Recognition of a Donor's Generosity is Critical to Success - Even in Charitable Estate Planning!
Every estate planning professional knows that when philanthropy is to be part of the Donor's estate plan, charitable intent should be present. We all know, however, that people do charitable planning for tax planning and for other reasons. Whether the tools you are going to use include charitable remainder trusts, gift annuities of family foundations, if you haven't convinced your client to benefit a philanthropic effort, the plan may not be implemented.
Every charity's Development Officer also knows that "recognition" is a "must" for major gifts, whether they are outright gifts or through a charitable trust. "Recognition" is one of the primary factors that keeps the donor coming back with more gifts.
It is strange that the typical professional estate planner doesn't include the "recognition" factor in the estate plan, nor realize just how significant the role that "recognition" plays.
The Trust Counselor's Network, Inc. (TCN), a group of charitably oriented professional estate planners with development experience, recommends that you recognize your major donors in a significant way. The TCN suggests that one of the best ways to show your appreciation to a donor is through a gift of highly treasured "collectible art".

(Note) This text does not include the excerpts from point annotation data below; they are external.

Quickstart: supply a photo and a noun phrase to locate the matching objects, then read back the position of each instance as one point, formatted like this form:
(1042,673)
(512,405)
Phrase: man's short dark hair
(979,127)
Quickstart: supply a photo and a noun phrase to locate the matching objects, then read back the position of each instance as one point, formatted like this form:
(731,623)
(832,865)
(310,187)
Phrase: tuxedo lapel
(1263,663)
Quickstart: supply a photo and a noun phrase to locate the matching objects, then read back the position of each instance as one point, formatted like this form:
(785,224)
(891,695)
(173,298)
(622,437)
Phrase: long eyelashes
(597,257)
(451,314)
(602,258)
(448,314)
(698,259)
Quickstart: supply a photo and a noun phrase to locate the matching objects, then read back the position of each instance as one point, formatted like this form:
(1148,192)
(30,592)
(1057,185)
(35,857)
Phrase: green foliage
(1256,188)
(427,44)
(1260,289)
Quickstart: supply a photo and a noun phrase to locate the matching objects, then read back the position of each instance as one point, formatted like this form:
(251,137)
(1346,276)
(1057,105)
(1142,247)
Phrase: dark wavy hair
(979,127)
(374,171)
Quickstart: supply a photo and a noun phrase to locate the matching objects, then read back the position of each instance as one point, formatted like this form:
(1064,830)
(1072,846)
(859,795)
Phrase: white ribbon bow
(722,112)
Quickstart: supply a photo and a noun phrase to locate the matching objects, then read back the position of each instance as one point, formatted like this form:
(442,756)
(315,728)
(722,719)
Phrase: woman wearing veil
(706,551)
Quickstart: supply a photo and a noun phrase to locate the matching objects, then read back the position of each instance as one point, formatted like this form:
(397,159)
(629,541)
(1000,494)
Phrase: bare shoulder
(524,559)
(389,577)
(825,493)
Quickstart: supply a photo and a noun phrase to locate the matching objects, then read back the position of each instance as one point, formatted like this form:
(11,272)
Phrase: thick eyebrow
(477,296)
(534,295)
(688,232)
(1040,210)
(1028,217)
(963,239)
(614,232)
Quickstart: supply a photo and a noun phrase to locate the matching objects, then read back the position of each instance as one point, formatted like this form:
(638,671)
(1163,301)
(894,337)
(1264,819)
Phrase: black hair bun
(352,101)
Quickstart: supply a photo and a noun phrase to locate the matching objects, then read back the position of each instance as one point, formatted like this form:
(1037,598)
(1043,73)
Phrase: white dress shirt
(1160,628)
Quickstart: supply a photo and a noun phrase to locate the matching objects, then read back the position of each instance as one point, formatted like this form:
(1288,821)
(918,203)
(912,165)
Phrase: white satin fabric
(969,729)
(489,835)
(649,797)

Recognizing a donor by giving, for example, a piece of bronze sculpture created by a highly recognized international sculptor shows the charity's appreciation in a big way. Especially if the artist's work appears in the White House and the Vatican. Who wouldn't be pleased to receive a "limited edition" bronze sculpture that is also owned by the President, Pope John Paul II, or by celebrities that everyone knows. Many charities are now using bronze sculptures in their fund-raising efforts, including Art auctions and as gifts for major gifts from donors.